Ainda, de acordo com Flávio Tartuce, demonstrando evolução quanto ao tema, surgiu mais recente decisão do próprio STJ, ou seja, admitindo a reparação civil pelo abandono afetivo (STJ, REsp 1.159.242/SP, Rel. Min. Nancy Andrighi, Terceira Turma, julgado em 24/04/2012, DJe 10/05/2012). Em sua relatoria, a Min. Nancy Andrighi ressaltou que o dano moral estaria presente diante de uma obrigação inescapável dos pais em dar auxílio psicológico aos filhos. Aplicando a ideia do cuidado como valor jurídico, a magistrada deduziu pela presença do ilícito e da culpa do pai pelo abandono afetivo, expondo frase que passou a ser repetida nos meios sociais e jurídicos: “amar é faculdade, cuidar é dever”.
Neste sentido, consolidou-se a Jurisprudência:
RECURSO ESPECIAL. FAMÍLIA. ABANDONO MATERIAL. MENOR. DESCUMPRIMENTO DO DEVER DE PRESTAR ASSISTÊNCIA MATERIAL AO FILHO. ATO ILÍCITO (CC/2002, ARTS. 186, 1.566, IV, 1.568, 1.579, 1.632 E 1.634, I; ECA, ARTS. 18-A, 18-B E 22).
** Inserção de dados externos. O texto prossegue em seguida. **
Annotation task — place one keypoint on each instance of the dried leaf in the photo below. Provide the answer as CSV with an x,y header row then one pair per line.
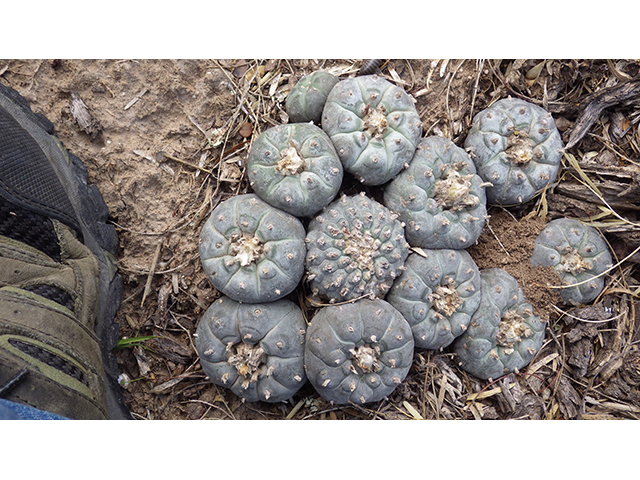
x,y
246,129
REPARAÇÃO. DANOS MORAIS. POSSIBILIDADE. RECURSO IMPROVIDO. 1. O descumprimento da obrigação pelo pai, que, apesar de dispor de recursos, deixa de prestar assistência material ao filho, não proporcionando a este condições dignas de sobrevivência e causando danos à sua integridade física, moral, intelectual e psicológica, configura ilícito civil, nos termos do art. 186 do Código Civil de 2002. 2. Estabelecida a correlação entre a omissão voluntária e injustificada do pai quanto ao amparo material e os danos morais ao filho dali decorrentes, é possível a condenação ao pagamento de reparação por danos morais, com fulcro também no princípio constitucional da dignidade da pessoa humana. 3. Recurso especial improvido. (STJ, REsp 1087561 / RS, Rel Min. Raúl Aarújo, 4ª Turma, pub. 18/08/2017)
Contudo, o abandono afetivo, entendido como um ato ilícito, em que o sujeito incorre em omissão e negligência, ainda que exclusivamente moral, merece amparo legal, e dever de indenizar, à fim de restabelecer (ou ainda que de cunho pedagógico), a integridade física e psíquica, material e moral do infante em situação de abandono.